Soweit der Kläger die Verletzung des Anspruchs auf rechtliches Gehör deswegen rügt, weil ein bestimmtes Vorbringen vom Verwaltungsgericht nicht berücksichtigt worden wäre, ist bereits unklar, um welchen Vortrag es sich handeln soll. Weder ist eine Klagebegründung vom 26. Juni 2017 ersichtlich (die entsprechenden Schriftsätze datieren auf den 16.5.2017 und 3.7.2017) noch findet sich ein Vortrag, wonach der Kläger von einer Familienfehde betroffen sein soll. Zudem enthält das angegriffene Urteil auf S. 10 nicht die beanstandeten Passagen.
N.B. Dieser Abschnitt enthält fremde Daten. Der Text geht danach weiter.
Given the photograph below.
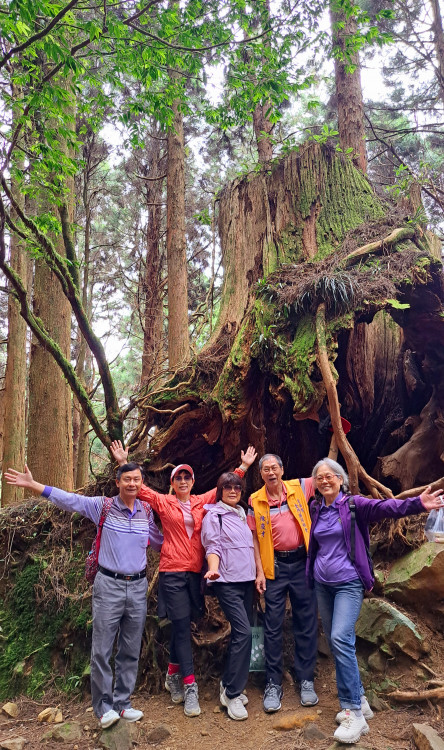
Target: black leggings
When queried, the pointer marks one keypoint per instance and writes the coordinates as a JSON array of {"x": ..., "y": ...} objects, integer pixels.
[
  {"x": 182, "y": 598},
  {"x": 180, "y": 647}
]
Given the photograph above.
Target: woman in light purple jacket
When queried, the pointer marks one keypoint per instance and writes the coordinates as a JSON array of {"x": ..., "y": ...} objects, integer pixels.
[
  {"x": 229, "y": 549},
  {"x": 339, "y": 566}
]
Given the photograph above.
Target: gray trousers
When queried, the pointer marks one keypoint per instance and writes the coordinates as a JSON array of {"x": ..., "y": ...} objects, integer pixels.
[{"x": 118, "y": 607}]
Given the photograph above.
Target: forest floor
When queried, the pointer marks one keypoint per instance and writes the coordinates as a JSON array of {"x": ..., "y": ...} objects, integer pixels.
[{"x": 390, "y": 729}]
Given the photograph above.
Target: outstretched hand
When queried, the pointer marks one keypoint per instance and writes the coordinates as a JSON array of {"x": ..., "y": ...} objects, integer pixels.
[
  {"x": 20, "y": 479},
  {"x": 249, "y": 456},
  {"x": 119, "y": 453},
  {"x": 432, "y": 500},
  {"x": 212, "y": 575}
]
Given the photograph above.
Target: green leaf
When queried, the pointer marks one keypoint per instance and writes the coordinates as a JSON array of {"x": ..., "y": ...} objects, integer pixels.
[{"x": 398, "y": 305}]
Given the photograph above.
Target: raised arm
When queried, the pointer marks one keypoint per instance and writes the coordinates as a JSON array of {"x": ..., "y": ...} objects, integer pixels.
[
  {"x": 119, "y": 453},
  {"x": 90, "y": 507},
  {"x": 248, "y": 458},
  {"x": 24, "y": 479}
]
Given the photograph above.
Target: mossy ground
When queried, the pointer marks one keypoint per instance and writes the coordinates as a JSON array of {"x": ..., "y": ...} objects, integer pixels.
[{"x": 42, "y": 643}]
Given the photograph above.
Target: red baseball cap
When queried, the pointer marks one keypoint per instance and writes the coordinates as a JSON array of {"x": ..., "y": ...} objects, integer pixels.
[{"x": 182, "y": 467}]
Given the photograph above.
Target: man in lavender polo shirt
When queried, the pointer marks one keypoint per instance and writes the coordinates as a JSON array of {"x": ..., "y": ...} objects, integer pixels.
[{"x": 120, "y": 586}]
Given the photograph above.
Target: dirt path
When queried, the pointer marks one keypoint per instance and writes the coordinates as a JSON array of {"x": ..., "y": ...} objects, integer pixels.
[{"x": 389, "y": 730}]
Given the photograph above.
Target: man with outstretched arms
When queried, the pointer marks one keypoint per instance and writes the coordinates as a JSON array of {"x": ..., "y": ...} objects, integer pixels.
[
  {"x": 280, "y": 521},
  {"x": 120, "y": 586}
]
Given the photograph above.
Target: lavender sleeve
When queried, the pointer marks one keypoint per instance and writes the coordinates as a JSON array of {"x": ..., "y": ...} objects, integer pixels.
[
  {"x": 91, "y": 507},
  {"x": 376, "y": 510},
  {"x": 210, "y": 534},
  {"x": 156, "y": 536}
]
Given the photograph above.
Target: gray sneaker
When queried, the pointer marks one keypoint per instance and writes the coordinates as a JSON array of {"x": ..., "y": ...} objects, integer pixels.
[
  {"x": 308, "y": 695},
  {"x": 272, "y": 697},
  {"x": 174, "y": 685},
  {"x": 243, "y": 696},
  {"x": 235, "y": 708},
  {"x": 191, "y": 706}
]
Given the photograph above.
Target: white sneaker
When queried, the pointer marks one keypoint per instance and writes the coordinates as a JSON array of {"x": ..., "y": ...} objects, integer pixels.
[
  {"x": 131, "y": 714},
  {"x": 235, "y": 707},
  {"x": 191, "y": 703},
  {"x": 108, "y": 719},
  {"x": 365, "y": 708},
  {"x": 243, "y": 696},
  {"x": 351, "y": 728}
]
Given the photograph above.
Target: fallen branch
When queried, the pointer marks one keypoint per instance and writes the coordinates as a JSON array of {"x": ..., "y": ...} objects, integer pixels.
[
  {"x": 403, "y": 233},
  {"x": 354, "y": 468},
  {"x": 416, "y": 491},
  {"x": 417, "y": 697}
]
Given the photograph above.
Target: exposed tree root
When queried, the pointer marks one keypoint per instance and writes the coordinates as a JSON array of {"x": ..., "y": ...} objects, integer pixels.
[
  {"x": 354, "y": 468},
  {"x": 417, "y": 697}
]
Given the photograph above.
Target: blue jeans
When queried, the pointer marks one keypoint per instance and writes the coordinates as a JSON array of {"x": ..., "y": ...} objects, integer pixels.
[
  {"x": 290, "y": 579},
  {"x": 339, "y": 606}
]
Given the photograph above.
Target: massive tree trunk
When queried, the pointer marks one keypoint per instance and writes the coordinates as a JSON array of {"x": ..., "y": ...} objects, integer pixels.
[
  {"x": 14, "y": 397},
  {"x": 178, "y": 336},
  {"x": 348, "y": 89},
  {"x": 438, "y": 38},
  {"x": 310, "y": 232},
  {"x": 152, "y": 291}
]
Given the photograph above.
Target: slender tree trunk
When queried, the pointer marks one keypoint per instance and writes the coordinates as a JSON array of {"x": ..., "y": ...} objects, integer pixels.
[
  {"x": 14, "y": 421},
  {"x": 438, "y": 38},
  {"x": 178, "y": 336},
  {"x": 261, "y": 114},
  {"x": 50, "y": 454},
  {"x": 153, "y": 318},
  {"x": 348, "y": 91},
  {"x": 262, "y": 129}
]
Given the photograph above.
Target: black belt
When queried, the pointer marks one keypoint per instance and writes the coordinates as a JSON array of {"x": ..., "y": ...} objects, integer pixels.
[
  {"x": 291, "y": 555},
  {"x": 121, "y": 576}
]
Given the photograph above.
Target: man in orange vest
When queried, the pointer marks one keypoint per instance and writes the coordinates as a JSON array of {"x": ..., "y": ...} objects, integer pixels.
[{"x": 279, "y": 518}]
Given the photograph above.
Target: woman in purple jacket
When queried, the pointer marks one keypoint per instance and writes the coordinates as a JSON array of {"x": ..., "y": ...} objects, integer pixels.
[
  {"x": 229, "y": 549},
  {"x": 339, "y": 566}
]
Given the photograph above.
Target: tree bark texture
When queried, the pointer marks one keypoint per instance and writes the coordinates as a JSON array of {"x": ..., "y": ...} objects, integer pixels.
[
  {"x": 153, "y": 313},
  {"x": 438, "y": 38},
  {"x": 50, "y": 452},
  {"x": 348, "y": 91},
  {"x": 50, "y": 446},
  {"x": 178, "y": 336},
  {"x": 259, "y": 379},
  {"x": 301, "y": 210}
]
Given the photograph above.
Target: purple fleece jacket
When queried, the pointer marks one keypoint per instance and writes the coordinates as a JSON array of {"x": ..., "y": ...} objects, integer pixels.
[{"x": 367, "y": 510}]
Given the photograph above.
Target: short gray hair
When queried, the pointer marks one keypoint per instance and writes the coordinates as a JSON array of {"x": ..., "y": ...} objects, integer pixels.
[
  {"x": 267, "y": 458},
  {"x": 336, "y": 469}
]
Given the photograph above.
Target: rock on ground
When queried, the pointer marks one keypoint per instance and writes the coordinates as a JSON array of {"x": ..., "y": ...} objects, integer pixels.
[
  {"x": 120, "y": 736},
  {"x": 158, "y": 734},
  {"x": 427, "y": 738},
  {"x": 381, "y": 623},
  {"x": 70, "y": 731},
  {"x": 14, "y": 743},
  {"x": 418, "y": 578},
  {"x": 11, "y": 709}
]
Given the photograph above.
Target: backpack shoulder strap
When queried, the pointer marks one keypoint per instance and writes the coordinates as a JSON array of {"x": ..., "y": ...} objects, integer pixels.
[
  {"x": 146, "y": 506},
  {"x": 352, "y": 506},
  {"x": 106, "y": 507}
]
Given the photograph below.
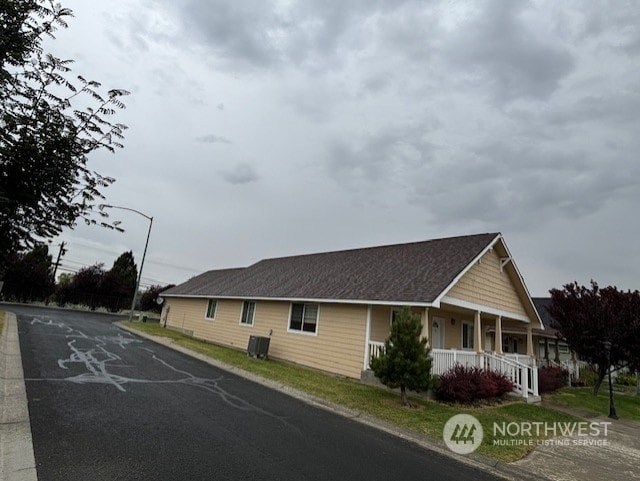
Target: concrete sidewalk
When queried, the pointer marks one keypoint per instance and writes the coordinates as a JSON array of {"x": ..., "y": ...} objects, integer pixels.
[{"x": 17, "y": 462}]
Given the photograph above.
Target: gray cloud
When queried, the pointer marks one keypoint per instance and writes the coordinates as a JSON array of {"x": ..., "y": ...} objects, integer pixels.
[
  {"x": 382, "y": 121},
  {"x": 213, "y": 139},
  {"x": 242, "y": 173},
  {"x": 502, "y": 49}
]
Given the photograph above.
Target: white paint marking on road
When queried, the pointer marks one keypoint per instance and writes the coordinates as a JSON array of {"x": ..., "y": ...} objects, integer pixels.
[{"x": 96, "y": 359}]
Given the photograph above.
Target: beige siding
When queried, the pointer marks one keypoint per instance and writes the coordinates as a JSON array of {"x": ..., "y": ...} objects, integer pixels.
[
  {"x": 485, "y": 284},
  {"x": 337, "y": 347}
]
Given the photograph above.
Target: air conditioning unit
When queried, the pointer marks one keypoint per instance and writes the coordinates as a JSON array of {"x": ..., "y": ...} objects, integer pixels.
[{"x": 258, "y": 346}]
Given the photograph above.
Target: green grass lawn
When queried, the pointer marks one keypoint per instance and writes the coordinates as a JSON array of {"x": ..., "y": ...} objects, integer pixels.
[
  {"x": 427, "y": 417},
  {"x": 582, "y": 399}
]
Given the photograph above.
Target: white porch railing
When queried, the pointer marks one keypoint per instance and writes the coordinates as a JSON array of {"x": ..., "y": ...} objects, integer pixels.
[{"x": 521, "y": 370}]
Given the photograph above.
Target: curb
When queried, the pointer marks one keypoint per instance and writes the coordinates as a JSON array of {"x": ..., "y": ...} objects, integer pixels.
[
  {"x": 17, "y": 461},
  {"x": 483, "y": 463}
]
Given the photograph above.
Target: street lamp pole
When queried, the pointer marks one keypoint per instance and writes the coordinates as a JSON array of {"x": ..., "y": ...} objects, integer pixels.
[
  {"x": 612, "y": 407},
  {"x": 144, "y": 254}
]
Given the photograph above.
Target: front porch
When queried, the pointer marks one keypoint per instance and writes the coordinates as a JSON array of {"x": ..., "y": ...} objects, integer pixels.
[
  {"x": 459, "y": 336},
  {"x": 522, "y": 370}
]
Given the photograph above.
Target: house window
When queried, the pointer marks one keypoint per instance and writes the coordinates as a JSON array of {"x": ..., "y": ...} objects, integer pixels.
[
  {"x": 304, "y": 318},
  {"x": 248, "y": 313},
  {"x": 211, "y": 309},
  {"x": 510, "y": 345},
  {"x": 467, "y": 335}
]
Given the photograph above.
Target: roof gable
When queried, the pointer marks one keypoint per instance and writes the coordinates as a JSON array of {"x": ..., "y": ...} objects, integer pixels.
[{"x": 417, "y": 272}]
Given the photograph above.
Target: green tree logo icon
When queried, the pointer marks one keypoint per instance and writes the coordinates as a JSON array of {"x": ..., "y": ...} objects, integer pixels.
[{"x": 462, "y": 433}]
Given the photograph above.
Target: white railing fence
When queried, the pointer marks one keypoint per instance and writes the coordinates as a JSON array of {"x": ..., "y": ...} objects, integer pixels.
[{"x": 521, "y": 370}]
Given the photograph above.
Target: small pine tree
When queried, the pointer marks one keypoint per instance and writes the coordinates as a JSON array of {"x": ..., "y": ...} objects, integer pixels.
[{"x": 405, "y": 362}]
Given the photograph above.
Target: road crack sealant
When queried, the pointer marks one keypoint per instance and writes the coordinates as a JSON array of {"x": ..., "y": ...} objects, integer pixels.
[{"x": 96, "y": 355}]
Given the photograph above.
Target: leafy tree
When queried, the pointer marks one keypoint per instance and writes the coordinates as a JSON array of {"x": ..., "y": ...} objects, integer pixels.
[
  {"x": 119, "y": 282},
  {"x": 86, "y": 285},
  {"x": 29, "y": 276},
  {"x": 588, "y": 317},
  {"x": 64, "y": 288},
  {"x": 405, "y": 362},
  {"x": 148, "y": 298},
  {"x": 49, "y": 125}
]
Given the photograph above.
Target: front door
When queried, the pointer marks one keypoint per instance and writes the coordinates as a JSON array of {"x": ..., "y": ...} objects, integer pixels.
[{"x": 437, "y": 333}]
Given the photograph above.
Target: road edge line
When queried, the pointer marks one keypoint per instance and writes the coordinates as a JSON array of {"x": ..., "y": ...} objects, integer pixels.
[{"x": 17, "y": 459}]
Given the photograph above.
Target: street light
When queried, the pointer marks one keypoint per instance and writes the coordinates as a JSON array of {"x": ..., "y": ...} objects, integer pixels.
[
  {"x": 612, "y": 408},
  {"x": 135, "y": 293}
]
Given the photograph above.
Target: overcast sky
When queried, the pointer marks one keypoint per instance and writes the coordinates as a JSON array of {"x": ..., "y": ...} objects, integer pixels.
[{"x": 260, "y": 129}]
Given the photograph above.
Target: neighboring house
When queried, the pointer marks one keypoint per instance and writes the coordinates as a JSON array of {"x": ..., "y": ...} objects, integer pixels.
[{"x": 332, "y": 311}]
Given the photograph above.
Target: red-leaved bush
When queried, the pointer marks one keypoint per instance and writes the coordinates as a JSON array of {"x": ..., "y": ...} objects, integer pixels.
[
  {"x": 467, "y": 384},
  {"x": 552, "y": 378}
]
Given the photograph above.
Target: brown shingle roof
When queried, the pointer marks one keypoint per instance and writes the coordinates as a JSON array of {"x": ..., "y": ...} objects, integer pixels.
[{"x": 415, "y": 272}]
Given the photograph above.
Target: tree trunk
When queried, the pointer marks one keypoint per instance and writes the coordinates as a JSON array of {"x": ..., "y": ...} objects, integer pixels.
[
  {"x": 602, "y": 372},
  {"x": 403, "y": 395}
]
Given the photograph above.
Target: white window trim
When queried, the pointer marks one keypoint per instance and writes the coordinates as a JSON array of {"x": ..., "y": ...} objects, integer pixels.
[
  {"x": 464, "y": 325},
  {"x": 206, "y": 310},
  {"x": 301, "y": 332},
  {"x": 397, "y": 309},
  {"x": 253, "y": 314}
]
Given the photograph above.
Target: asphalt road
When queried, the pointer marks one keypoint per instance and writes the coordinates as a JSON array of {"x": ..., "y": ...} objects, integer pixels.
[{"x": 106, "y": 405}]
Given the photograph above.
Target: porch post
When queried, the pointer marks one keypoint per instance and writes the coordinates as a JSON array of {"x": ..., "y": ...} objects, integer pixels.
[
  {"x": 425, "y": 325},
  {"x": 546, "y": 350},
  {"x": 498, "y": 340},
  {"x": 367, "y": 338},
  {"x": 477, "y": 332}
]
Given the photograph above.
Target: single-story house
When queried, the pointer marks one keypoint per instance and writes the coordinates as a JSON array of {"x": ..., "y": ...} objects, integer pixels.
[{"x": 332, "y": 311}]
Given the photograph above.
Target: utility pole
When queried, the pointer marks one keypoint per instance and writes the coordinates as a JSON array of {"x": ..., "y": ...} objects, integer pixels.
[{"x": 61, "y": 252}]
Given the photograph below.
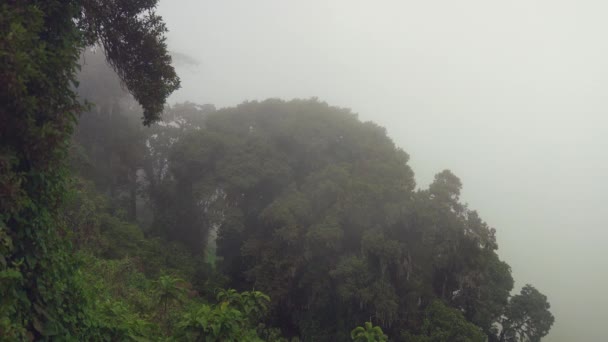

Ebenso wenig stellt die Ablehnung der Verlegung des Termins zur mündlichen Verhandlung mit Beschluss vom 21. Juli 2017 eine Verletzung des rechtlichen Gehörs dar. Beantragt war eine Terminsverlegung, weil eine angemessene Schriftsatzfrist nach Bekanntgabe der neuen Lagebeurteilung durch das Auswärtige Amt nicht mehr gewährt werden könne. Nachdem diese aber auch am Verhandlungstag noch nicht veröffentlicht war (sie wurde dann mit Datum vom 28.7.2017 bekannt gegeben), war bereits deswegen eine Schriftsatzfrist oder eine sonst etwaig erforderliche Vorbereitung für die mündliche Verhandlung nicht notwendig. Nicht ersichtlich ist, welche vom Kläger zur Einsicht beantragten Behördenakten durch die Beklagte nicht vorgelegt worden sein sollen, so dass bereits deswegen kein Verstoß gegen § 100 Abs. 1 VwGO anzunehmen sein könnte.
Auch eine grundsätzliche Bedeutung der Rechtssache im Sinn von § 78 Abs. 3 Nr. 1 AsylG liegt nicht. Insoweit bedürfte es der Darlegung einer konkreten Rechts- oder Tatsachenfrage, die für die Entscheidung des Verwaltungsgerichts von Bedeutung war, deren Klärung im Berufungsverfahren zu erwarten und zur Erhaltung der Einheitlichkeit der Rechtsprechung oder zur Weiterentwicklung des Rechts geboten wäre und der eine über den Einzelfall hinausgehende Bedeutung zukäme (vgl. Happ in Eyermann, VwGO, 14. Aufl. 2014, § 124 Rn. 36). Der Kläger führt diesbezüglich aus: „Grundsätzliche Bedeutung hat folgender vom angegriffenen Urteil im letzten Absatz auf Seite 7 implizit aufgestellte Rechtssatz: Die Anzahl der von UNAMA nicht belastbar ermittelten Opfer ist bei der quantitativen Erfassung der allgemeinen Gefährdungslage mit Null anzusetzen“. Welche Frage hier gestellt werden sollte, erschließt sich bereits deswegen nicht, da das Verwaltungsgericht diesen Rechtssatz so nicht aufgestellt hat.
Die Kostenentscheidung beruht, soweit der Antrag abgelehnt wurde, auf § 154 Abs. 2 VwGO, § 83b AsylG. Insoweit ist der Beschluss unanfechtbar und das angefochtene Urteil des Verwaltungsgerichts rechtskräftig geworden (§ 78 Abs. 5 Satz 2 AsylG). Soweit dem Antrag stattgegeben wurde, wird das Verfahren als Berufungsverfahren fortgesetzt (§ 78 Abs. 5 Satz 3 AsylG); der Einlegung einer Berufung bedarf es nicht.